Numa democracia não se deve proibir de discutir nada. Mas, em abono da verdade, deve haver temas que teremos mesmo de descartar para um debate aos primeiros sinais. Logo ao lermos as primeiras linhas. À cabeça deve estar a possibilidade de regressarmos à ditadura, ao regime de um homem-só, salvífico, protector e redentor.

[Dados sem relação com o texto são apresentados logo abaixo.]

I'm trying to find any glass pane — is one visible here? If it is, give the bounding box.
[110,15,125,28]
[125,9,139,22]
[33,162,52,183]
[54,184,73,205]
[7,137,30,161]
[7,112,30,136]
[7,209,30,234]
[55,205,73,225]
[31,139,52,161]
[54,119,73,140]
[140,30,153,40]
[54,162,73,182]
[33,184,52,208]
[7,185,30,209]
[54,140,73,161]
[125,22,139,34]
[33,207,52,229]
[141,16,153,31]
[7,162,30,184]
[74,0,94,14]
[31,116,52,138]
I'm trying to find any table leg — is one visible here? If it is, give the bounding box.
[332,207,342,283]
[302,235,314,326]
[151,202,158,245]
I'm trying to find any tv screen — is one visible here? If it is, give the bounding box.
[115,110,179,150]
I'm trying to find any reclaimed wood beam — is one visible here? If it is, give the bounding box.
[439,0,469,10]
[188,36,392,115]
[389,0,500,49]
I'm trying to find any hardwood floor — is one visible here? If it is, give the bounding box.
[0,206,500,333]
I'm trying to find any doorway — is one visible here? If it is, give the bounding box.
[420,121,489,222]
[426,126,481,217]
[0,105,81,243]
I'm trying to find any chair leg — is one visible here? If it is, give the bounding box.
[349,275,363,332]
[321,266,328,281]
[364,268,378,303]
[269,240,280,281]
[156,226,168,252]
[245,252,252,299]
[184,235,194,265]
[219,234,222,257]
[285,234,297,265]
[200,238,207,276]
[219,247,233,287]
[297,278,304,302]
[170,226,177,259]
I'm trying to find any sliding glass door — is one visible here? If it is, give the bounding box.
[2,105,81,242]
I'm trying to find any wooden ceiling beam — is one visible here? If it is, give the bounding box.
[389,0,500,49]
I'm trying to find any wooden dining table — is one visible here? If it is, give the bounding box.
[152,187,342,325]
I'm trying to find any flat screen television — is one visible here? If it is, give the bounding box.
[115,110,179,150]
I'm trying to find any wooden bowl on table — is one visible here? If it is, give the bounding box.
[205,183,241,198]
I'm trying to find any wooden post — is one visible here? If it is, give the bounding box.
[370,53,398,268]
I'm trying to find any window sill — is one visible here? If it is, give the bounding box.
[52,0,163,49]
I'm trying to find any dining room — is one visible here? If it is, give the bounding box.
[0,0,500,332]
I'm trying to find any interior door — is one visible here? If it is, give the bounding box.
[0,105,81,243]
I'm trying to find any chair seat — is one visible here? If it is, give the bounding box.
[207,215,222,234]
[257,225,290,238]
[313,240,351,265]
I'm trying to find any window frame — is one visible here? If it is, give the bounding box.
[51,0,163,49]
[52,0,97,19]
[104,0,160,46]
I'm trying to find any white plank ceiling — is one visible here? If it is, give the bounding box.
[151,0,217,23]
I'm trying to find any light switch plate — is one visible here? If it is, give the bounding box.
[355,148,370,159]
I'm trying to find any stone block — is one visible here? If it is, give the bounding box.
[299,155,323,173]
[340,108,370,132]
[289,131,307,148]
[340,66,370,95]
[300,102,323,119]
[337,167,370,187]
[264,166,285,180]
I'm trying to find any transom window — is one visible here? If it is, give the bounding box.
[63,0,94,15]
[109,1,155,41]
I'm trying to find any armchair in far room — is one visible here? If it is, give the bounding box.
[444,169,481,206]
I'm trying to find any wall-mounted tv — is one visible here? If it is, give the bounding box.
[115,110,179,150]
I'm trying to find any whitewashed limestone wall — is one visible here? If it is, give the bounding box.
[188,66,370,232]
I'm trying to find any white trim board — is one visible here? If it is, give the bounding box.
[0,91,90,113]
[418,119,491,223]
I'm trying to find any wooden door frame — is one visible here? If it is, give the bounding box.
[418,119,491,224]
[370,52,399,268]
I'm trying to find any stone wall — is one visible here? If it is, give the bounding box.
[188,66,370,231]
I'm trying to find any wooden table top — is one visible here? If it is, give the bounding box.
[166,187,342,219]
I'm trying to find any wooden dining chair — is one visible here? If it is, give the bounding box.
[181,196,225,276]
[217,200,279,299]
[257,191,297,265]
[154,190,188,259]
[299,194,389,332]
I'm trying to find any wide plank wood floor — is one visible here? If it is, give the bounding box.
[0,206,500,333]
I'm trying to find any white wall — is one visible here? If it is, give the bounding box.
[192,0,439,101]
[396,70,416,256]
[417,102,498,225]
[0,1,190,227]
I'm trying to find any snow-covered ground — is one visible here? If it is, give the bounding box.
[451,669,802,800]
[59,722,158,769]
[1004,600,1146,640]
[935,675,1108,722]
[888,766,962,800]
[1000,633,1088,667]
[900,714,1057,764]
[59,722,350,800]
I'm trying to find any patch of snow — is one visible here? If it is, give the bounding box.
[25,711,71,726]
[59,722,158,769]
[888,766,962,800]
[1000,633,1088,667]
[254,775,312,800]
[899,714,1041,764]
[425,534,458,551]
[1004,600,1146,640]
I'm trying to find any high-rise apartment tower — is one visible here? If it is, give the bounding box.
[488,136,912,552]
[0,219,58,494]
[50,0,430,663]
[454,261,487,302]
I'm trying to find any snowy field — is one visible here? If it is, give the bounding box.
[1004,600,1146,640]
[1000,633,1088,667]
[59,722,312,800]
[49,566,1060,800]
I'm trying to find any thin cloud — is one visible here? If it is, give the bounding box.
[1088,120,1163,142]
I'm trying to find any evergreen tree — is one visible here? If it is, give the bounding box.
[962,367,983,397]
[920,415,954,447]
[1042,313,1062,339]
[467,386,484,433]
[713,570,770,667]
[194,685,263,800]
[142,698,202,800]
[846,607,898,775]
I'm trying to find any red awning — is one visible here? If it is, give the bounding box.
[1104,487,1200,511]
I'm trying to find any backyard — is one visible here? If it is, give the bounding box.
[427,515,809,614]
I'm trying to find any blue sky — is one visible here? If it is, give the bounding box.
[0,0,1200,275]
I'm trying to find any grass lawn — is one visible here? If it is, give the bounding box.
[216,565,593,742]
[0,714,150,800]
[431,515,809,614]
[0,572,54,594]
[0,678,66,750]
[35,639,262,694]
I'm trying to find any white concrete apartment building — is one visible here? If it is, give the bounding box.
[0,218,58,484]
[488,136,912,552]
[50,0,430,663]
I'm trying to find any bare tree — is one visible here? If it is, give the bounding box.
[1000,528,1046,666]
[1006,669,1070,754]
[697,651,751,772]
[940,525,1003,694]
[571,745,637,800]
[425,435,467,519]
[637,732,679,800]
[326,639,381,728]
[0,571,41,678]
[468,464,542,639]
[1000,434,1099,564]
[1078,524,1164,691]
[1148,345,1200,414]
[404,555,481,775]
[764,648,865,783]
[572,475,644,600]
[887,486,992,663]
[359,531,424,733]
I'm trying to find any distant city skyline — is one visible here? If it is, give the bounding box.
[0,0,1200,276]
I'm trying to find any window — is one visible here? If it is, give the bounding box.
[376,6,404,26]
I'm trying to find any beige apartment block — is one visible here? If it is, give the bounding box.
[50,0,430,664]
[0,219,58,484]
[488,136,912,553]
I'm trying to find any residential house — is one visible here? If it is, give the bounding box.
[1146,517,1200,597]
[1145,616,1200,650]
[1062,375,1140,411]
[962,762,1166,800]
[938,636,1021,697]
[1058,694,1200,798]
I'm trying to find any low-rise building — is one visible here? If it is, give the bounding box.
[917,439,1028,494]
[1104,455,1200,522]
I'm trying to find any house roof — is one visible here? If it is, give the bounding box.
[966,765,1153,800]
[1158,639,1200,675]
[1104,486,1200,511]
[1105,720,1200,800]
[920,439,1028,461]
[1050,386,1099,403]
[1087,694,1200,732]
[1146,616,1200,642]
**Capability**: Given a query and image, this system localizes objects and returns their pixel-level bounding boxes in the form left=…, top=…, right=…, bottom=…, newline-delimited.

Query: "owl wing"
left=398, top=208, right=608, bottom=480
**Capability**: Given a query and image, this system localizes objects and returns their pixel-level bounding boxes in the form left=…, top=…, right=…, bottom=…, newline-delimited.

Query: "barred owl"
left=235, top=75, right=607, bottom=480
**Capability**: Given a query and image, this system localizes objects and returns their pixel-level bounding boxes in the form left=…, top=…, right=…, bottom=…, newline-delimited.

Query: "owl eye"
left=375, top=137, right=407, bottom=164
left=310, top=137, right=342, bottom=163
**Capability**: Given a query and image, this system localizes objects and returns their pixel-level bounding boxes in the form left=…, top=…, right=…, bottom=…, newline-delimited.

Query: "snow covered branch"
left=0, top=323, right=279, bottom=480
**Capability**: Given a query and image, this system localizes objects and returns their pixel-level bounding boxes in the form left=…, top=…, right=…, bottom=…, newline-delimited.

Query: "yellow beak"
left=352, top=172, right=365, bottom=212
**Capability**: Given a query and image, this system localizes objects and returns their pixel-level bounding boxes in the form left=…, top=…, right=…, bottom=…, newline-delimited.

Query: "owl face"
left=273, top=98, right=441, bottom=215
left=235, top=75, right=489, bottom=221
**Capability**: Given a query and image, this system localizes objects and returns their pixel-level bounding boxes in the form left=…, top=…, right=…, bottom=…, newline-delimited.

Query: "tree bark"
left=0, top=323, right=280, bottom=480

Nem sequer me apetece discutir demasiado as minudências e consequências deste anteprojecto – de onde se destaca a possibilidade de uma autoridade de saúde, a mando de um Governo, impôr restrições às liberdades individuais e colectivas, sob pena de prisão.
Apetece-me, sim, abordar conceitos, porque a democracia também são conceitos e princípios.
O dito anteprojecto da LPESP começa logo mal. Diz que tem “por objeto o conjunto de procedimentos e ações, regulamentares, científicas, organizativas e materiais, com a finalidade de conter, tratar e eliminar as causas e as consequências de doenças que tenham por efeito gerar elevado risco ou provocar danos severos na saúde pública”.
Note-se: inclui procedimentos científicos – os procedimentos da Ciência a serem regulamentados por legislação política. Começa bem, mesmo – ou melhor, começa mal.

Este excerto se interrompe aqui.